A problem in D2D communication system arises when a D2D capable user equipment or transmitting terminal, which is in an RRC idle state, tries to transmit data over a direct link communication to a receiving D2D capable UE. In order to establish a D2D communication the transmitting terminal needs to control transmission timing and to communicate transmission timing information to the receiving UE. This allows a base station to receive all incoming signals, such as D2D transmission data as well as data transmitted on the LTE/WAN Uplink well inside its receiving FFT window preventing ICI (Inter Carrier Interference). In communications with the eNodeB on the uplink channel, transmission timing is determined at the UE based on a timing command or Timing Advance (TA) command received from the eNB.
However, in the case that the transmitting UE is in an RRC idle mode, the latter does not receive from the network or from the eNodeB any timing advance command. Consequently, the D2D transmitting UE may control the transmission timing for transmitting data to the receiving UE by using a direct link transmission timing value which does not allow the receiving base station or the eNodeB to receive all incoming signals (D2D as well as LTE/WAN Uplink) well inside its receiving FFT window, thereby creating interference with the uplink communication between user equipments in the cell and the eNodeB. Moreover, the eNodeB has no knowledge or control on the in-coverage UEs which are in the RRC idle state. Therefore, since the transmitting UE is in idle mode, it cannot be appropriately power controlled on a per UE basis for transmitting data over the direct link. This creates WAN and ICI interference in the reception of data by the eNodeB on the uplink LTE channel. The created interference also negatively affects the decryption performance and causes a decrease in the SNR.

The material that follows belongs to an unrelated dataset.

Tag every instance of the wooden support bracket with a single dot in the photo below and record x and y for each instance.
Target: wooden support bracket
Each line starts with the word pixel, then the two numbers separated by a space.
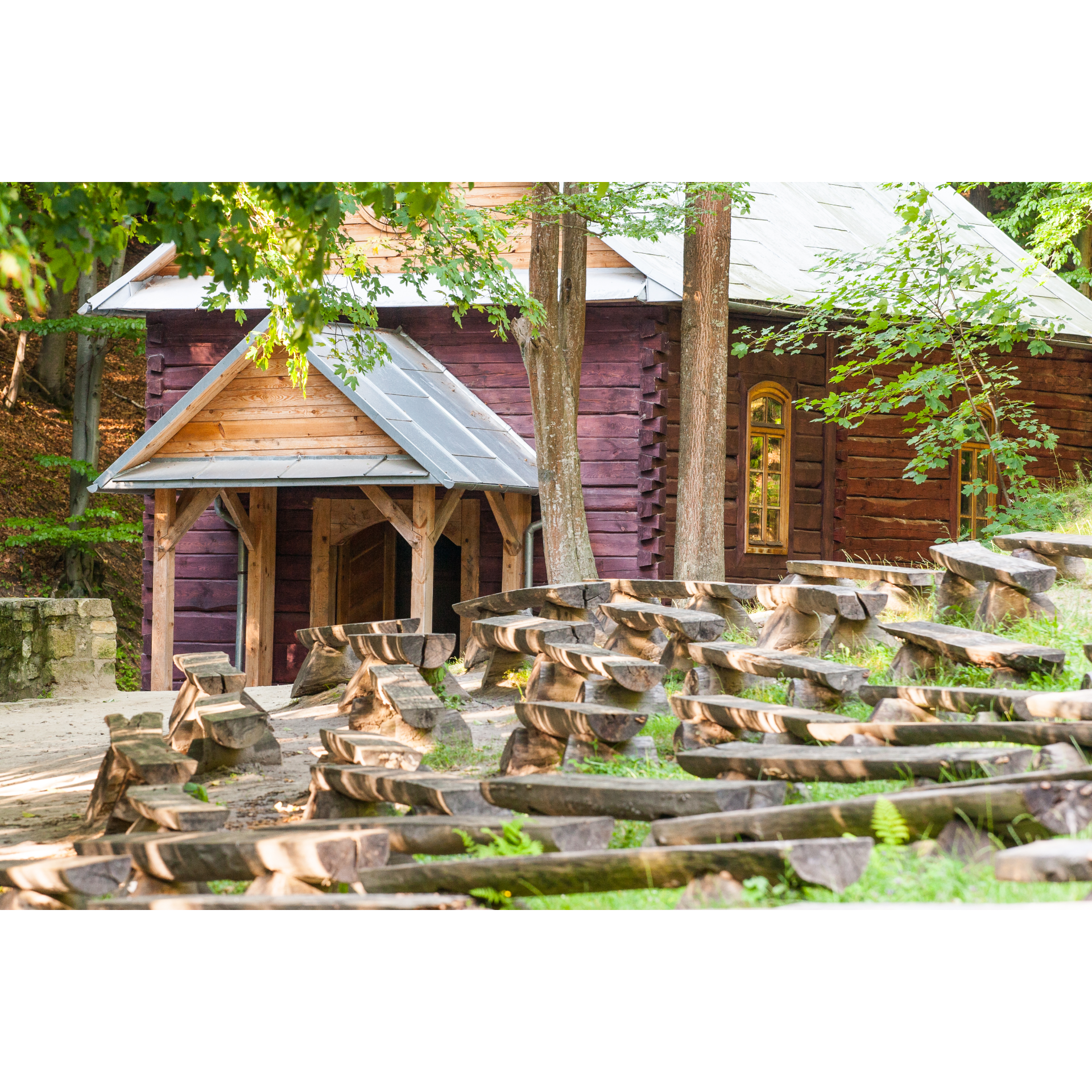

A known solution to this problem in order to avoid inter-carrier interference is to implement ICI mitigation techniques in the base station. Such techniques comprise for instance, to implement a guard band between LTE resources and D2D resources. The amount of guard bands will depend on the amount of interference to WAN. This solution, however, implies the use of a large amount of resources in the eNodeB.